ESPN should have a homepage that looks very similar to Google’s homepage—clean, simple, quick to load, absolutely no unnecessary content. You can set up your ESPN Clean homepage to include only the content that you’re interested in—choose the sports, specific writers (I read TMQ, but that’s the only article of that type from ESPN that I care about), and types of media (photos, video, etc) you’d like to include, and that’s all you get. No more NASCAR news, no more women’s golf (of course, you could make exceptions—if you don’t care about the NBA, but you like LeBron, you could input that into your homepage’s parameters). Just the sports and the news you care about.

Of course, ESPN wants you to click on ads and to turn on the TV to watch various sports, so they’d have to build that into ESPN clean.
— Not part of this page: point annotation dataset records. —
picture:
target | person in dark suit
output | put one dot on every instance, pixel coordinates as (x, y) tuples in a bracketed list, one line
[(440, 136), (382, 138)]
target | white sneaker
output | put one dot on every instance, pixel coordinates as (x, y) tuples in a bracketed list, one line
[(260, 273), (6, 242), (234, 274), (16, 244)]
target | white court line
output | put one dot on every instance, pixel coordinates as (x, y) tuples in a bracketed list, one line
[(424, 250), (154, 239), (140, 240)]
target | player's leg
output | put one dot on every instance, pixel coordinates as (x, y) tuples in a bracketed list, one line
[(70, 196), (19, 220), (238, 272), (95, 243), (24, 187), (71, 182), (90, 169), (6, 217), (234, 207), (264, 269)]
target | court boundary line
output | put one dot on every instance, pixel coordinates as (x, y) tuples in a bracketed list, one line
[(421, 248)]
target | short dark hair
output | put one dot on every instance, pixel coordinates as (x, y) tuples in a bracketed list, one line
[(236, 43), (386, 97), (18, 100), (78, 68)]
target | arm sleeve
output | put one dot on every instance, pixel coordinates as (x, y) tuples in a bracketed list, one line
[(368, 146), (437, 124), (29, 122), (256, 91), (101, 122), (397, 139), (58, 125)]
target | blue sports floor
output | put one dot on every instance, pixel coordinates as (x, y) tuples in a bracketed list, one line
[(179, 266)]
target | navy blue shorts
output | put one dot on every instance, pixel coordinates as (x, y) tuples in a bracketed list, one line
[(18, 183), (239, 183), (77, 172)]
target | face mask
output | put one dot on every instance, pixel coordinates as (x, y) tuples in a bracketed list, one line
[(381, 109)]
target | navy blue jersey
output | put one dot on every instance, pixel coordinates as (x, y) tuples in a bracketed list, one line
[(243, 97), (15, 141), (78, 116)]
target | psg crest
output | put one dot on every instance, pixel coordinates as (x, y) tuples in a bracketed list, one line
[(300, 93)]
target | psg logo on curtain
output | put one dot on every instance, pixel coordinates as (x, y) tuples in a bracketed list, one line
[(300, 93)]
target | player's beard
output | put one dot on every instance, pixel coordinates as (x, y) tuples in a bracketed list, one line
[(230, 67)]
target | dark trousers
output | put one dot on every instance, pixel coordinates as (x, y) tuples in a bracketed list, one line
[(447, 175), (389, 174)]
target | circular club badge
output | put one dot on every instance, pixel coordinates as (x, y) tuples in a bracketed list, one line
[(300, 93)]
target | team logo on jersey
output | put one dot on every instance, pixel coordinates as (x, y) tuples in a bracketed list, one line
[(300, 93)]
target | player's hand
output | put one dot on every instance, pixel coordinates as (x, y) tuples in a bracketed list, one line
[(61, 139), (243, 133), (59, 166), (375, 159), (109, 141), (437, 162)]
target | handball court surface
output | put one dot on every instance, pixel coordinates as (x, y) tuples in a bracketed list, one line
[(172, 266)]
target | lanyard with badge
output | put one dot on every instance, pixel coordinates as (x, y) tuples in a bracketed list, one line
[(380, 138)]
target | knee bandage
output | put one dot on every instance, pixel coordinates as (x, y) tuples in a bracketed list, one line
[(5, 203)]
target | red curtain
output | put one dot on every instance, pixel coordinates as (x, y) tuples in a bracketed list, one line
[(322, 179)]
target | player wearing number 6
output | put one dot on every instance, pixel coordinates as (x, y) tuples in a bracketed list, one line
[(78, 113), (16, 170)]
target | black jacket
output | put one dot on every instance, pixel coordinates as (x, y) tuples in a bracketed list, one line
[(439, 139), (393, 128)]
Maybe it would have the same ads, but only one would appear on the screen, and it would change every five minutes to another ad.

I think it’s tough to say that you could predetermine all of the types of content you want from ESPN—I mean, I want NFL content, but I don’t care much about reading about Cedric Benson getting pepper sprayed, and at the same time, I don’t want boxing content, but if there’s a big fight people will be talking about, I want to know about it—but I think you could get pretty close.

I hope ESPN makes something like this. And yes, I know you can set your Google homepage to include certain sports info, but it’s not the same as ESPN. If there’s a way to set up ESPN similar to how I describe ESPN Clean here, let me know.

So that’s it for the 100th entry. Thanks to all of you who take the time to check in on this blog, as well as those of you who have sent links to entries you’ve liked to friends and colleagues. That means a lot to me.

0 thoughts on “100 and 100”

  1. “why “Iron Man,” you ask? Titanium-Alloy Man just doesn’t have the same ring to it”

    That’s a shame. He could have had a great secret identity as a plastic surgeon.

    Reply
  2. ESPN Clean is the only thing I’m waiting for as well. Sportsline used to be clean. Now, select feeds in my Google Reader is the cleanest way to go.